Washington: "You hold the acid that charred my dreams. You will hear and you will be told that the face you burned is the face I love now. You will hear about me in the darkness of confinement."
So said Laxmi, a "Stop Acid Attacks" campaigner from India in her first poem recalling the horror when at age 16 her friend's brother threw acid on her face when she refused his advances.
"The time will be burdened for you. Then you will know that I am alive, free and thriving and living my dreams," she said Tuesday as she was honoured by US first lady Michelle Obama with nine other "extraordinary women" from 10 countries with the 2014 Secretary of State's International Women of Courage Award.
"When we see these women raise their voices, and move their feet and empower others to create change, we need to realise that each of us has that same power, and that same obligation," said Obama at the State Department ceremony.
Catherine M. Russell, US ambassador-at-large for global women's issues, thanking Laxmi for "what you did" told her that her "poem was beautiful and your spirit, obviously, has not been crushed by what happened to you".

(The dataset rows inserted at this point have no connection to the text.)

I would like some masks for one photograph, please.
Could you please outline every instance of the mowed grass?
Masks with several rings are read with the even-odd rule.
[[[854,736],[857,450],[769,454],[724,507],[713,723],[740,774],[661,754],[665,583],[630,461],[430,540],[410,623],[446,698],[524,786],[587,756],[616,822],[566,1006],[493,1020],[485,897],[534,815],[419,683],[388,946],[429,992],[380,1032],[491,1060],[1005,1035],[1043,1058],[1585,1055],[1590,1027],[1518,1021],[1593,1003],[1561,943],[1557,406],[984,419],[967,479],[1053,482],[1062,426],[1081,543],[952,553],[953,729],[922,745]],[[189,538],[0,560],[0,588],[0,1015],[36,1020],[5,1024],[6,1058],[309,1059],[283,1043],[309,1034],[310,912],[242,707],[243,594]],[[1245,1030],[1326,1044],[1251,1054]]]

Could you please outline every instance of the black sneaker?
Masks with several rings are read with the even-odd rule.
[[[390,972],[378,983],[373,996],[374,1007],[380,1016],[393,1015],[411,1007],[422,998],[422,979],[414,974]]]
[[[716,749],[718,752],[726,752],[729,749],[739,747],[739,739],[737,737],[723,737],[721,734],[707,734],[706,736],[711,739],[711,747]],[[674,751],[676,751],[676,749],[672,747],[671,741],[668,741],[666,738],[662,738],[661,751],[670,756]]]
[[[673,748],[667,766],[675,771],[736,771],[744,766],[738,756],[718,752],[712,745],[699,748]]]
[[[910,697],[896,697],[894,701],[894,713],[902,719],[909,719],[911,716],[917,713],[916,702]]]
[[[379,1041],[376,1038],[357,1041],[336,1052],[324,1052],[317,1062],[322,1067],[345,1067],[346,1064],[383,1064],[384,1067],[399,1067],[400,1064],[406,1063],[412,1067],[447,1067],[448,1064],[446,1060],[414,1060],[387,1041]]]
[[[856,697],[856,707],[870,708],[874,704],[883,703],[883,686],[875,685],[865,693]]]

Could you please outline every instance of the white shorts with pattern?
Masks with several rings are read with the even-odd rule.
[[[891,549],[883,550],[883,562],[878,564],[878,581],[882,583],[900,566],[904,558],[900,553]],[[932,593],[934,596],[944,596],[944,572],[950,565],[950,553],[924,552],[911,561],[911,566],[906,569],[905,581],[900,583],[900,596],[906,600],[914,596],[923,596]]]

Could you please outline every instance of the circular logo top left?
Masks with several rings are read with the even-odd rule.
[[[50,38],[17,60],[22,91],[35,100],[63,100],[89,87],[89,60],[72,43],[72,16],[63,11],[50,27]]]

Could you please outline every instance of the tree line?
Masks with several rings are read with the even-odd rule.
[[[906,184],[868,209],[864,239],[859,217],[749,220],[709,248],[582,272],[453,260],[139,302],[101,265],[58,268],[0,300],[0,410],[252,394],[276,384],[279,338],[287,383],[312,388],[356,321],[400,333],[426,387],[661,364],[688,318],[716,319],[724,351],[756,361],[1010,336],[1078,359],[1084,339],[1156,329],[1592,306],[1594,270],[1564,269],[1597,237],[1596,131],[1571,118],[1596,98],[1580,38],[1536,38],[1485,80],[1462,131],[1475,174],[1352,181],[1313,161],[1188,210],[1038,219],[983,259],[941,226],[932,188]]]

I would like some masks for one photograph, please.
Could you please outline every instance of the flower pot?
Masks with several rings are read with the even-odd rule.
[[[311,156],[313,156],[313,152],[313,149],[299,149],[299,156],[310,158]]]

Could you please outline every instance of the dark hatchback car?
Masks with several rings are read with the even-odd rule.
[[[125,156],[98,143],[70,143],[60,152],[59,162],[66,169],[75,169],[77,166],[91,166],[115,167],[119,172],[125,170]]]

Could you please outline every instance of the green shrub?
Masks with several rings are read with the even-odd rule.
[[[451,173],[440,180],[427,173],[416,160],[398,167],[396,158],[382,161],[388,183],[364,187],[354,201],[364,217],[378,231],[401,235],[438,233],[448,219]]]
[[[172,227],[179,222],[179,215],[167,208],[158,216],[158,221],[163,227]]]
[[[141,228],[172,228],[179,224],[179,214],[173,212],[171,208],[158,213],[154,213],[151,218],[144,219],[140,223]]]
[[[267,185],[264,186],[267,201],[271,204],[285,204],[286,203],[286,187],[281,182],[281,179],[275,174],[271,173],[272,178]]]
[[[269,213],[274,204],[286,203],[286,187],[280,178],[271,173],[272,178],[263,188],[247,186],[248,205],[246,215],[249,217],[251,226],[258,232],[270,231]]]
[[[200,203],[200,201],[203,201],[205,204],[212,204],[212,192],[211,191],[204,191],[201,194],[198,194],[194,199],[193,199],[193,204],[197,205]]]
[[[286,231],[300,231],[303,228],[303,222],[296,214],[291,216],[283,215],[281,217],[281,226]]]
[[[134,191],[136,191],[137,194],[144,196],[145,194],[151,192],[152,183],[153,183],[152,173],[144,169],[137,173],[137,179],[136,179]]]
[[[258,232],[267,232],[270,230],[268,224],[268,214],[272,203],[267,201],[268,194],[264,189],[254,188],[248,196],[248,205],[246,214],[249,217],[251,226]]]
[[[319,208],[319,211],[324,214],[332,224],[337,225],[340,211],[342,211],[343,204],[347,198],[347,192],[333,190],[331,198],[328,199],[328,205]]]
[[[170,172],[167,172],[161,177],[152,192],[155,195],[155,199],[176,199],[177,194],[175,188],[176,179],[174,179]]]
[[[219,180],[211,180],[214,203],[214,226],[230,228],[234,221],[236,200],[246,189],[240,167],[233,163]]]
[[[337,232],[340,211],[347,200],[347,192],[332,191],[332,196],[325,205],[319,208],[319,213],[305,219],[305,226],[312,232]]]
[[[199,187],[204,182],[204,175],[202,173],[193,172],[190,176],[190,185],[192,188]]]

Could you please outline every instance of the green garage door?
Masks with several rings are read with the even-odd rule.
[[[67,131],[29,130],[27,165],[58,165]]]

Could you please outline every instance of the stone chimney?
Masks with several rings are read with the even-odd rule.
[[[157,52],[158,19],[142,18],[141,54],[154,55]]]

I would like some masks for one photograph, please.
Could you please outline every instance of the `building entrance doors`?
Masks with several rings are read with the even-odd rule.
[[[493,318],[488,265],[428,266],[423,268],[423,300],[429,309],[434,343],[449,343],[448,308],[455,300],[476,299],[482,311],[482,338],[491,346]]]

Deputy secretary of State Heather Higginbottom, who presented the awards, recalled that last year the US "honoured the memory of a tremendous young Indian woman known simply as Nirbhaya", a victim of the 2012 gang rape in a Delhi bus.
"This tragedy sparked outrage and inspired people all over the world to come together to say no more looking the other way when gender-based violence happens, no more stigma against victim or survivors," she said.